Gus steps away from the sink, turning to face me and with that, his masculine musky scent hits my nose. I reflexively take a deep breath in to capture more of it.

I want this man, I realize.

So much so that I’m willing to put up with his shitty attitude.

So much so that I’m not going down without a fight.

“I think I understand everything pretty well, actually. Florian filled me in.”

I sigh. Gus is stubborn. A lot of strong, alpha men are. It’s in their DNA or something. But right now, I’m not in the mood to do battle with that. I need him to listen to me and I need him to listen to me now. So, I stride into him, nice and tall in my heels as I gaze up into his stormy eyes that never fail to charge past all my defenses.

Yeah, I like Gus.

How or when it happened is anyone’s guess. But it’s real, and I don’t want to let it go.

He’s the first good thing to enter my life in so very long. He makes me feel seen and heard and I want so much more of him I can hardly think past it.

“You don’t, actually. It’s not what you think,” I explain. “I was ambushed. I went out to meet Casper and Florian was there. I had no idea.”

“Casper tricked you?
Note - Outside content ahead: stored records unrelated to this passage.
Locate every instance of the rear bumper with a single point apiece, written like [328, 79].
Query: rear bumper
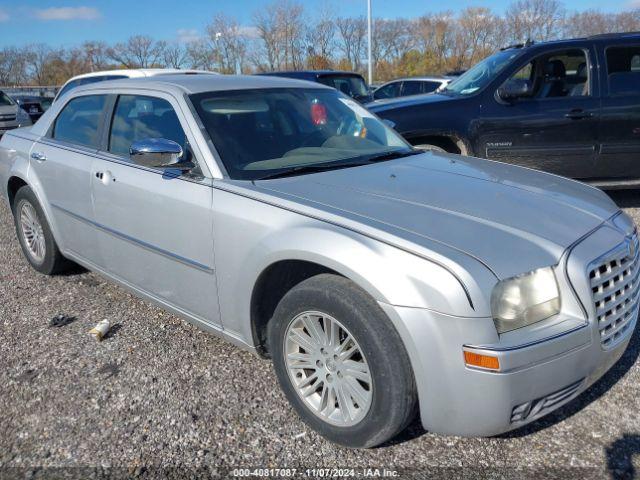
[537, 379]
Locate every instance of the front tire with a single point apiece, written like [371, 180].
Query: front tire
[341, 363]
[34, 234]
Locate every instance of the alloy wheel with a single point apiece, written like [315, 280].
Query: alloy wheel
[328, 368]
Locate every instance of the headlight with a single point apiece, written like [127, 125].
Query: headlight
[529, 298]
[23, 118]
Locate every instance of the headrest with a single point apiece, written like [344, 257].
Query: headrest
[555, 68]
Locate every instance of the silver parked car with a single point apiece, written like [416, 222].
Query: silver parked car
[285, 217]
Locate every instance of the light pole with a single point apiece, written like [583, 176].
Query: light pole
[369, 41]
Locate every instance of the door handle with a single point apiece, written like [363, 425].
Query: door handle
[105, 177]
[38, 156]
[578, 114]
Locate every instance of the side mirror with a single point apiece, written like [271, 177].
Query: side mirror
[158, 153]
[514, 89]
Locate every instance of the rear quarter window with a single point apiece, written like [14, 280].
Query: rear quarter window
[79, 120]
[623, 70]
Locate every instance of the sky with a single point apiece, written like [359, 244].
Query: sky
[70, 22]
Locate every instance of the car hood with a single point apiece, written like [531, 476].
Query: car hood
[511, 219]
[391, 103]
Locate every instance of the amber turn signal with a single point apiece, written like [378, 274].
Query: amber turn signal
[482, 361]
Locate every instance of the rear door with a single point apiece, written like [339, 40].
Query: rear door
[62, 163]
[553, 126]
[620, 126]
[155, 226]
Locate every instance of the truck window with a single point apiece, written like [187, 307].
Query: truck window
[623, 70]
[559, 74]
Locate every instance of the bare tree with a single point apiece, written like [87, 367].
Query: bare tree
[95, 55]
[175, 55]
[13, 66]
[139, 51]
[281, 30]
[535, 20]
[228, 43]
[352, 39]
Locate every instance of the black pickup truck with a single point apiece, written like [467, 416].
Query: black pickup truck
[570, 107]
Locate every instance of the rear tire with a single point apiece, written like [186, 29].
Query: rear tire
[382, 402]
[34, 234]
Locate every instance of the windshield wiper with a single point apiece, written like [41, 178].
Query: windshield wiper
[303, 169]
[383, 157]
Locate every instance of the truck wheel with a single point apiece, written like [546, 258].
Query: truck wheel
[341, 363]
[34, 234]
[430, 148]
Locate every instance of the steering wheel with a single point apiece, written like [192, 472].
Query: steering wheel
[314, 138]
[348, 125]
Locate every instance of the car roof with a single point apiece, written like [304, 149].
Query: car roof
[430, 78]
[191, 84]
[138, 72]
[603, 37]
[304, 73]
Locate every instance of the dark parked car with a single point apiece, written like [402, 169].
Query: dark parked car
[349, 83]
[570, 107]
[34, 106]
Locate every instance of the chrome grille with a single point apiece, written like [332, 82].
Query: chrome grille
[614, 283]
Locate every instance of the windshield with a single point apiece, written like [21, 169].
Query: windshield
[5, 100]
[478, 76]
[259, 133]
[351, 85]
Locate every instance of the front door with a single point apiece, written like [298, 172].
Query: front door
[62, 162]
[552, 125]
[155, 227]
[620, 127]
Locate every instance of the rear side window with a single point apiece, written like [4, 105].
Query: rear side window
[623, 70]
[78, 121]
[411, 88]
[138, 117]
[428, 87]
[388, 91]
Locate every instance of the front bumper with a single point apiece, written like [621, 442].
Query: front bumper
[541, 368]
[458, 400]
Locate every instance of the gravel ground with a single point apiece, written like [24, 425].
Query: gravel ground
[160, 398]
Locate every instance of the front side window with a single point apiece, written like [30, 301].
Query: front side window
[481, 74]
[79, 120]
[623, 70]
[261, 132]
[350, 85]
[5, 100]
[390, 90]
[560, 74]
[138, 117]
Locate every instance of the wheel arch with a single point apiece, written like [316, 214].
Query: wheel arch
[272, 284]
[14, 184]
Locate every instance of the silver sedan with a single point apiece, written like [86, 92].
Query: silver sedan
[381, 280]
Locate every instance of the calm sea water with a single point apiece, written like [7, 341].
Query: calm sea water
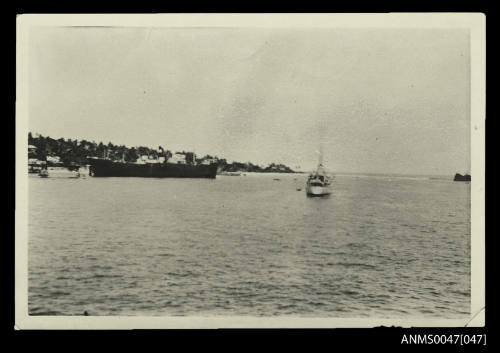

Is that why you were yelling at him this morning?”

I nod, a small smile cracking my lips. “Yes, he did. And yes, it was.”

Gus nods, not surprised, but then takes a step back, leaning against the counter as a bead of water trails slowly down his throat. I watch it for a beat like a dog trailing a treat, and then force myself to find his eyes again. That smirk is still there, and I feel sort of foolish for being this easy with him. Especially after what he just said to me about getting on my knees.

Especially when I know the score. He kissed me and then didn’t call.

And here I am, chasing after him.

Shame suddenly swarms me, and I step back, hugging my arms around my chest as if to protect myself from what I can feel is coming.

“You’re back with him now?”

I shake my head. “No, I’m not,” I tell him flatly. “It’s not how it looked in the pictures.” I shrug up a shoulder. “Come on, Gus. Give me some credit. I’m not back together with Florian and we weren’t having a romantic dinner. I spent the evening mapping out all the ways he hurt me in graphic detail for him. I’m so sorry about you having to see that before I spoke to you. And about being hounded by paparazzi this morning. I know this is not what you signed up for when you asked me to do the duet with you.” I heave in a breath and realize this might not be entirely about me and Florian. “If you want me to pull out, I totally understand.”